On working with Paul Heyman and how Heyman’s relationship with CM Punk was screwing him over:

“I respect Paul [Heyman] a lot, and he’s lasted in this business a very long time, but we didn’t see eye to eye. Paul and CM Punk were really, really good friends. Heyman was supposed to be, from a creative standpoint, working with me. And he was with Punk all day and they were discussing business, and what they were going on to do, and it wasn’t doing me any favors and I knew that. We were overseas on an England tour [when] I finally had enough. Paul knew he had to get away from me, because I was gonna kill him at the time. He had went to Vince, him and Punk, and they didn’t do me any favors in there talking to Vince. I talked to Paul that night at catering at the hotel.

“I had one last discussion with Paul at the catering table, in which he bought me beers for about two hours, as I cut a two-hour promo on him on everything, and what I thought of him, and how he did his business with me. He held a butter knife in his hand, twirling it the entire two hours. I kid you not, CM Punk walked around in circles the entire time, acting like he was gonna try to do something, while I was talking to Paul cutting this promo on him.”

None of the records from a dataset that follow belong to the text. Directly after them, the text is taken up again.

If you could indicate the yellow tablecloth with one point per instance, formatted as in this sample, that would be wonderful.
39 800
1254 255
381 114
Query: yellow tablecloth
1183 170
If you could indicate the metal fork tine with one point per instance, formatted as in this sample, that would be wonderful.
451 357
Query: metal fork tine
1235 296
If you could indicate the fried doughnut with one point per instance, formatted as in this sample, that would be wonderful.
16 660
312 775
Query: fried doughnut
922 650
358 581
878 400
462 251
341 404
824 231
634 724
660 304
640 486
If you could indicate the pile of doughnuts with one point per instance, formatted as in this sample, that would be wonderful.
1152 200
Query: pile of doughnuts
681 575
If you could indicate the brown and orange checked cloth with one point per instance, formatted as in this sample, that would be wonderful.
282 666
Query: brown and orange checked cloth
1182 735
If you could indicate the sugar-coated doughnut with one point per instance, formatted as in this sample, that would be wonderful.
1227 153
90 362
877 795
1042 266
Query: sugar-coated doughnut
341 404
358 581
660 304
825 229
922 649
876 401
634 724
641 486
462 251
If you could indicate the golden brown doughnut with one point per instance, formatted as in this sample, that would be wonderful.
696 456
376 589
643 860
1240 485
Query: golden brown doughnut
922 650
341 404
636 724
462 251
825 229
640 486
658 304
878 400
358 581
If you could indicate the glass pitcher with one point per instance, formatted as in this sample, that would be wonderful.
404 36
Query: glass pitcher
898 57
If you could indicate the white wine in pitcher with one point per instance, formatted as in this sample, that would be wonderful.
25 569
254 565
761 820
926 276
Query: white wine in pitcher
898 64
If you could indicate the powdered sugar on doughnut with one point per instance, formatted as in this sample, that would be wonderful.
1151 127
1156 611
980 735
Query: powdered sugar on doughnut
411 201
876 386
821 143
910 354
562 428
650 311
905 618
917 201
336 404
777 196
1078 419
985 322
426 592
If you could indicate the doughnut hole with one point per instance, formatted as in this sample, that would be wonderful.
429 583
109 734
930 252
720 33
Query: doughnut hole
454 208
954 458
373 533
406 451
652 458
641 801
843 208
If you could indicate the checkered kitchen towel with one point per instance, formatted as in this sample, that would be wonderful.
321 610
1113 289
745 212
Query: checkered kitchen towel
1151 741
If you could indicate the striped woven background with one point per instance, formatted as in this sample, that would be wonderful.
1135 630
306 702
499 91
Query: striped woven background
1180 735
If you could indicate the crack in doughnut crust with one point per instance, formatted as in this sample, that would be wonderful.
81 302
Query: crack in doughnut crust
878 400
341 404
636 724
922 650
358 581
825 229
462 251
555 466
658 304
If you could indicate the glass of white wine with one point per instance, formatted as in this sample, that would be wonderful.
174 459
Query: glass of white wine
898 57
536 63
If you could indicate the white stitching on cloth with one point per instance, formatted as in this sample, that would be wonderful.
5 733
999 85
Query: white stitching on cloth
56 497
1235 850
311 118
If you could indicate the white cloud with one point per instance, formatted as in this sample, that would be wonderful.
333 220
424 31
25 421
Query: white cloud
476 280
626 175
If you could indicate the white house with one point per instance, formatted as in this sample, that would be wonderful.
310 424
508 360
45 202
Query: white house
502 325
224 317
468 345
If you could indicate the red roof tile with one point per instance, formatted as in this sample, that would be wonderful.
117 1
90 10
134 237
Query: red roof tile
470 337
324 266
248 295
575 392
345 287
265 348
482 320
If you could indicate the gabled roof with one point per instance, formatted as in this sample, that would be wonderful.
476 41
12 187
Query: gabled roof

His reaction to CM Punk’s negative comments about him on the now-infamous Colt Cabana podcast:

“Not to say Punk gets along with everyone to begin with – he’s kind of his own individual, and a self-admitted a--hole at times, but he was always friendly with me. But you gotta remember, when you’re dealing at the WWE level, and you’re dealing with those top slots, you’re dealing with millions of dollars. The two guys I had all my problems with, and everyone else there I’d get alone with just fine, was John Cena and CM Punk. There’s only a certain amount of slots there, and those guys have those slots, and they wanted to keep them. I do think Punk, he was really beat up during the periods that we worked together, physically, and he complained about other guys when he was there that are notorious for being good workers. I just think he was physically beat up, and he was frustrated, and he lumped that all in.

“He had his issues with WWE, I think I just got lumped into all that. It is what it is. I don’t hate him, not at all.”

On CM Punk’s frustrations with WWE and how the “WWE machine” effects wrestlers:

“He was never the stereotypical WWE guy. He always had to eat shit, so to speak, from day one. He broke a lot of doors down up there for a lot of the independent guys. He kinda had to live through that first hand, where guys now are getting opportunities from the independents, he didn’t necessarily get all of those right off the bat, probably like he felt like he should have.

“Vince and the WWE, they’re a business. They essentially whore you out and run you into the ground, and then they replace you. Because there are so many guys who want those spots, and the brand is so strong now, that they can do that and get away with it. It gives you a negative feeling on wrestling at times. I feel like Punk had a lot on his shoulders, with the creative and the injuries, where it kind of makes you resent the job a little bit. And I think that’s where you can become a little bitter, and a little angry. Even though he had a lot of success, I feel like at times, but in his mind probably not the level that he wanted. And I can understand that because I know the level of success that I wanted, and wasn’t happy with that. And for him I think it was main-eventing WrestleMania. I think for him, after experiencing the struggles that he did early on just to get there, and then getting there and having success finally, and finally breaking through, and then still not actually truly getting that spot that he really wanted – his goal, so to speak – I think it was just a culmination of everything.”